What is important here is a choosing volatility factor that captures the size of the moves between timesteps, i.e. if σ is too small, you will lose information about the size of the moves and you will append a 1 or -1 if the upward or downward change was x or if the move was 10x, both these scenario's give us a 1 and -1 by the above logic, but one move is 10 times the size of the other, yet we have no information from our sequence that captures this.
How do we go about improving this? If we log a 0 at t we can take away the residual, S(t+1)= P(t)- S(t) so the next starting tick incorporates the previous move, and we could also append multiple 1s and -1s to the array at each time step if the price move is a positive (1) or negative (-1) integer multiple of Su or Sd and also incorporating any residual amount left over in the next starting tick, but these come at the expense of losing track of the time dimension from the length of the array i.e. t will no longer be the length of the array.
Another more intuitive way to capture realistic factors at each time step is to update the volatilities needed to calculate the multiplicative factors by backing out a volatility σ(t) measure from observed option prices of the asset in question, so our u,d at every node in the above simple model change at each node t becoming time-dependent ut, dt.

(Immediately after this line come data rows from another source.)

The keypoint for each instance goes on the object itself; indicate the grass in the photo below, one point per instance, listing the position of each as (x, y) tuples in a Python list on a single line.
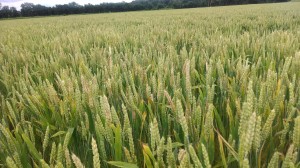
[(209, 87)]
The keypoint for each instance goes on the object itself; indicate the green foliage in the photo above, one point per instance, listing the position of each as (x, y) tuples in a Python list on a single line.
[(213, 87)]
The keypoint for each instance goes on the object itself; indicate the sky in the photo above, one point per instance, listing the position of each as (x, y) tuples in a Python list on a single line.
[(17, 3)]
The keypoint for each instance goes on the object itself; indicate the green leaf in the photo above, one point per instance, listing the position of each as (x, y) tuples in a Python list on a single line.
[(118, 142), (32, 148), (58, 134), (122, 164)]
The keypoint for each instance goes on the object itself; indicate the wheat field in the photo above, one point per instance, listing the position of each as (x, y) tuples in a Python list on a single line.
[(207, 87)]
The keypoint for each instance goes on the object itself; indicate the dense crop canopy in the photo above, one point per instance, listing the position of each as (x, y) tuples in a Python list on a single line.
[(207, 87)]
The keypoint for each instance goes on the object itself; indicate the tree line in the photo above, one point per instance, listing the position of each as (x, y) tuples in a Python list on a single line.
[(30, 9)]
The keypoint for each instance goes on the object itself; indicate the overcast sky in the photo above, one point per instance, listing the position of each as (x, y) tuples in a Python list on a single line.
[(17, 3)]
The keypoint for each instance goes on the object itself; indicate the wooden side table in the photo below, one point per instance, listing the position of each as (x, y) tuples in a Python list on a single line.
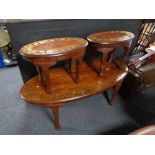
[(65, 90), (45, 53), (106, 42)]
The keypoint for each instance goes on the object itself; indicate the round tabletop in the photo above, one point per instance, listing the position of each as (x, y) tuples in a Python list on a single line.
[(53, 47), (109, 37), (4, 38)]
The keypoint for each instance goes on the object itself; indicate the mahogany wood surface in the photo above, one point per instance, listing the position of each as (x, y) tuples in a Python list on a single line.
[(106, 42), (65, 90), (45, 53)]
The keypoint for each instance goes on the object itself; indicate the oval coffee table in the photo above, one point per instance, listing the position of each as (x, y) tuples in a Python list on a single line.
[(45, 53), (65, 90), (106, 42)]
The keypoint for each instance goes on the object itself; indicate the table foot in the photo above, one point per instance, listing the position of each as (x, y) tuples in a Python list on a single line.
[(115, 92)]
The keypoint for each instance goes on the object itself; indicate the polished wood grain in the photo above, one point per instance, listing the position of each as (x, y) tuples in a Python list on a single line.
[(106, 43), (45, 53), (65, 90), (108, 37)]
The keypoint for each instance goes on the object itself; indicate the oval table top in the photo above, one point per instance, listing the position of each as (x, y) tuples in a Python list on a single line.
[(53, 47), (109, 37), (64, 89)]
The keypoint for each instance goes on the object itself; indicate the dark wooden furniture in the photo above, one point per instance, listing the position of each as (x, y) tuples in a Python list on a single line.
[(24, 32), (106, 42), (45, 53), (65, 89)]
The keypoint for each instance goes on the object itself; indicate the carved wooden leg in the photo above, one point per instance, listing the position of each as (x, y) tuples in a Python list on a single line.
[(39, 73), (78, 64), (103, 60), (115, 92), (125, 53), (55, 111), (111, 56), (90, 57), (77, 70), (46, 78), (70, 66)]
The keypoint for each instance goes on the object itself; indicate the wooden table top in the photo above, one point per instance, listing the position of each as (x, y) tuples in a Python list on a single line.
[(64, 89), (53, 47), (109, 37)]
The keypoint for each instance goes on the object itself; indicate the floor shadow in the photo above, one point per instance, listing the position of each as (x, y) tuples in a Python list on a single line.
[(121, 130)]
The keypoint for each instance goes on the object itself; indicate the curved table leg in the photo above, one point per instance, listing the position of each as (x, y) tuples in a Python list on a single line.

Although we could also use GARCH, historical, a hybrid method or some function of order book imbalance at t to give us an estimate for σt (and therefore give us ut, dt) in hope of retaining as much information as possible about the size of the moves (if our volatility predictions are accurate), so when we have larger expected volatility our threshold for appending 1s and -1s to our sequence increase.

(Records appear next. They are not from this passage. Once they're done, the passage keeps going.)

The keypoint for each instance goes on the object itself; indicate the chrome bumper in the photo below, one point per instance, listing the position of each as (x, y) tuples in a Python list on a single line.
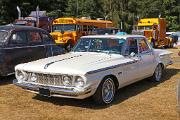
[(55, 91)]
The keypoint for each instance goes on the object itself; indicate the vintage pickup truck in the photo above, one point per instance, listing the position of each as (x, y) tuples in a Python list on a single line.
[(97, 66)]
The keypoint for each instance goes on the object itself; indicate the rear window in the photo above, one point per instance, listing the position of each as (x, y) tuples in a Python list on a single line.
[(3, 36)]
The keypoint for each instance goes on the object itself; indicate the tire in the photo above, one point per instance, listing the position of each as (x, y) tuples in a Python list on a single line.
[(105, 92), (157, 73), (69, 46)]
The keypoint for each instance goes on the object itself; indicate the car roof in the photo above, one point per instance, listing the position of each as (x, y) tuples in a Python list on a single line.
[(19, 27), (112, 36)]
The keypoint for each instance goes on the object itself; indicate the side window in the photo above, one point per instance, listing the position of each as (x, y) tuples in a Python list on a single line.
[(46, 38), (143, 46), (19, 38), (131, 46), (35, 37)]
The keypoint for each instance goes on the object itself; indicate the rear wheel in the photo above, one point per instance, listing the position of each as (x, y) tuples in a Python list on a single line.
[(105, 92), (157, 73)]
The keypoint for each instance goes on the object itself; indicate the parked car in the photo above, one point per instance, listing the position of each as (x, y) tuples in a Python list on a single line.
[(103, 31), (97, 66), (20, 44)]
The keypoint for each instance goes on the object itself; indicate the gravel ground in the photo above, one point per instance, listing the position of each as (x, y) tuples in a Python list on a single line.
[(144, 100)]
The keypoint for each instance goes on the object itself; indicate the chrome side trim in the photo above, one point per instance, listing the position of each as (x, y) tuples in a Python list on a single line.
[(111, 67), (28, 46)]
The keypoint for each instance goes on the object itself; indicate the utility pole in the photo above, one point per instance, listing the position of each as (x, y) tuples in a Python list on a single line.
[(77, 5)]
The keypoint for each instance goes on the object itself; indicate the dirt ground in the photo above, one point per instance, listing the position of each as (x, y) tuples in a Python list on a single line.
[(144, 100)]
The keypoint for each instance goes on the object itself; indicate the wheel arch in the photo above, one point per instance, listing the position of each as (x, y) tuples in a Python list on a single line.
[(116, 82)]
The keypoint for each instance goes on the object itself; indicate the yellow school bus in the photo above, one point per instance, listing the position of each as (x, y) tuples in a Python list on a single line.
[(66, 31)]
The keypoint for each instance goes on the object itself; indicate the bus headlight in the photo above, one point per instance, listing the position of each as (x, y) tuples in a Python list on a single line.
[(33, 77), (21, 75), (79, 82)]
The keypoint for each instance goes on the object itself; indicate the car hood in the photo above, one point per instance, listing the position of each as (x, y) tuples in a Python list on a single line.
[(73, 63)]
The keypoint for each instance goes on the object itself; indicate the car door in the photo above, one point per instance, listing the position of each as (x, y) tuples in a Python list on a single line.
[(147, 59), (131, 68), (37, 48), (16, 50)]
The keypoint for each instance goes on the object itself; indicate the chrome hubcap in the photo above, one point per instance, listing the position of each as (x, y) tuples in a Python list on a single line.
[(158, 72), (108, 90)]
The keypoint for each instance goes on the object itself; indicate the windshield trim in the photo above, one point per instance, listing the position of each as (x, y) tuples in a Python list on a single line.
[(107, 51)]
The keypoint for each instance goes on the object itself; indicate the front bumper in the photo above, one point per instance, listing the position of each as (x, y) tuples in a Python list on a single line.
[(55, 91)]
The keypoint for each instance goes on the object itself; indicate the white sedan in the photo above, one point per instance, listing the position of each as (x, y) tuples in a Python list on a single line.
[(97, 66)]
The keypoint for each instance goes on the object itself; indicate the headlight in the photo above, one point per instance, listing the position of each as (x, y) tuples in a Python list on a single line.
[(79, 82), (33, 77), (67, 80), (20, 75)]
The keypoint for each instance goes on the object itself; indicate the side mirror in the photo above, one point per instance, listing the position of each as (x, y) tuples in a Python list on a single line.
[(132, 54), (14, 37)]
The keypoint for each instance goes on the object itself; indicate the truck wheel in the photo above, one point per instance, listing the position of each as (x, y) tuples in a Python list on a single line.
[(105, 92), (157, 73)]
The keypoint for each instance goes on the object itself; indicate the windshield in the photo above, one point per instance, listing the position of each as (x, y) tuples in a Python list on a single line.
[(3, 36), (104, 45), (64, 27), (144, 27)]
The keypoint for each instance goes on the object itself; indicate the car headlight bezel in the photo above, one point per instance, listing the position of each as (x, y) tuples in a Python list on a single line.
[(67, 80), (79, 82), (21, 75)]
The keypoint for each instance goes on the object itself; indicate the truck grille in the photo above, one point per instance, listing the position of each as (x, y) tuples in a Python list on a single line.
[(46, 79)]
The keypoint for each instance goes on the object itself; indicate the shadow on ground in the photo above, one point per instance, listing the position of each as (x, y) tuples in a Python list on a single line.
[(121, 95), (6, 80)]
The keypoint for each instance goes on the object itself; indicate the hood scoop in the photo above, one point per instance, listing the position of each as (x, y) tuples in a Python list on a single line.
[(48, 64)]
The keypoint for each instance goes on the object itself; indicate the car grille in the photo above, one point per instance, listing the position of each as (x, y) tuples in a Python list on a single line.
[(46, 79)]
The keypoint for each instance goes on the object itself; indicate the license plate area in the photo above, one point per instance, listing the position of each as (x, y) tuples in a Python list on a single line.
[(44, 92)]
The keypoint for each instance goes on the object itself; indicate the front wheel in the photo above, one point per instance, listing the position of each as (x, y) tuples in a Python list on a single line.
[(105, 92), (157, 73), (69, 46)]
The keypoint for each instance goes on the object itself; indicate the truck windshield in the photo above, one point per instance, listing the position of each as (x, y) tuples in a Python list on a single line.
[(103, 45), (3, 36), (64, 27)]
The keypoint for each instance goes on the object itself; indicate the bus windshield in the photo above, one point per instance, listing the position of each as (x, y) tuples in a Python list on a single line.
[(64, 27), (144, 27)]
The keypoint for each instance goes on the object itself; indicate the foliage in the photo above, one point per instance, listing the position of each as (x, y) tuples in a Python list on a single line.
[(125, 11)]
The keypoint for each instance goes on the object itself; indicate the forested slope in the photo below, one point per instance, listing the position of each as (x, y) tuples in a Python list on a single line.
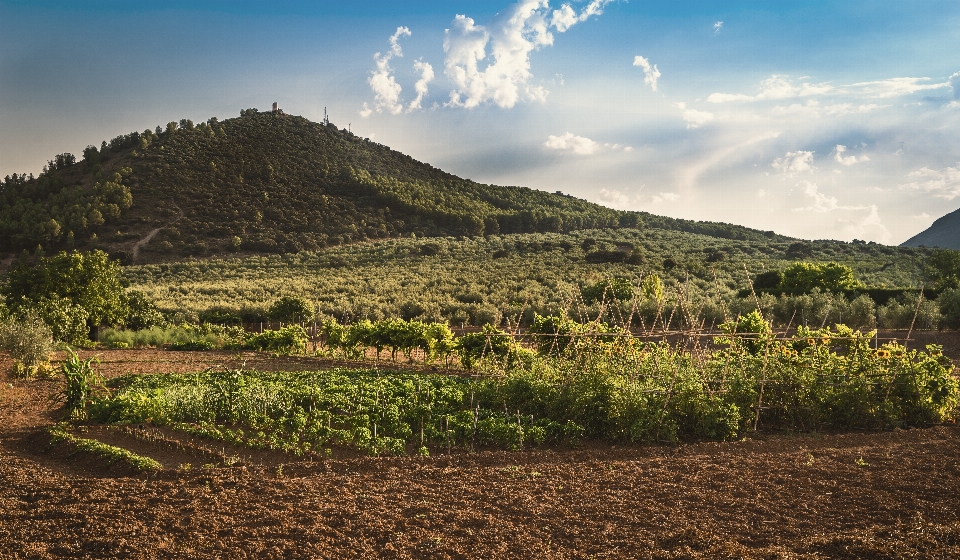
[(274, 183)]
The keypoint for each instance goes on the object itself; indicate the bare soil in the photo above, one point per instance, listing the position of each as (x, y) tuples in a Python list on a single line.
[(859, 495)]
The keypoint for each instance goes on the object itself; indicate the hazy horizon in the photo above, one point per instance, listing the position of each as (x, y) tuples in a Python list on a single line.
[(813, 119)]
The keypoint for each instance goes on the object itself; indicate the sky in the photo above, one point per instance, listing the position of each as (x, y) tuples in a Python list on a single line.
[(815, 119)]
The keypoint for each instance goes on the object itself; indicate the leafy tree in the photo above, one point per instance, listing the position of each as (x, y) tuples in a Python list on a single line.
[(769, 280), (61, 284), (943, 268), (290, 309), (801, 277)]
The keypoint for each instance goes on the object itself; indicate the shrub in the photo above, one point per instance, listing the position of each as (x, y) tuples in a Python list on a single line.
[(291, 339), (29, 341)]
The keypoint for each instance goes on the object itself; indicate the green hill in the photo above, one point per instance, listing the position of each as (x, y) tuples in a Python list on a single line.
[(945, 233), (275, 183)]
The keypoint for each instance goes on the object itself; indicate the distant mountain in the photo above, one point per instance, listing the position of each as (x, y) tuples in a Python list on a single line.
[(945, 233), (275, 183)]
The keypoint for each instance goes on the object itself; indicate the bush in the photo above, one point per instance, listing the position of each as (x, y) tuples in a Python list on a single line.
[(291, 339), (29, 341)]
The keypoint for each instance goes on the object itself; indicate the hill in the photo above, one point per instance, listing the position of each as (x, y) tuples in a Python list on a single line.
[(945, 233), (275, 183)]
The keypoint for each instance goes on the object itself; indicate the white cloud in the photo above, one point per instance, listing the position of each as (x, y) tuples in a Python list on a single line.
[(894, 87), (821, 202), (813, 109), (664, 197), (849, 220), (615, 198), (566, 17), (650, 73), (794, 162), (426, 76), (512, 35), (573, 144), (385, 87), (847, 160), (781, 87), (693, 117), (774, 87), (942, 183)]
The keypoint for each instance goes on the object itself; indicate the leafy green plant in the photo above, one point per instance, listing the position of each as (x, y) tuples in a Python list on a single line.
[(82, 385), (113, 454), (29, 341)]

Note that we are also able to “flatten” these tertiary sequences into a binary sequence, but this costs us alignment of our sequences across the time dimension, for example if we have a tertiary sequences (1,-1,-1,0,0) this encodes a path over 5 time steps where t = the length of the array, if we flatten this to binary by removing the 0s and replacing the -1’s with 1s we get (1,0,0) although we will have the same cumulative sum of both arrays, this comes with a loss of the time dimension as we no longer have t= length of our array, in some cases this is fine and such a simplification can be useful for other applications when we only care about price movement.
So for given volatilities at each node, which we only need to for the calculation of the next bar and can dispose of, we have a tertiary sequence that approximates the assets path, great, so other than an nice way to back out observed probabilities what use is this?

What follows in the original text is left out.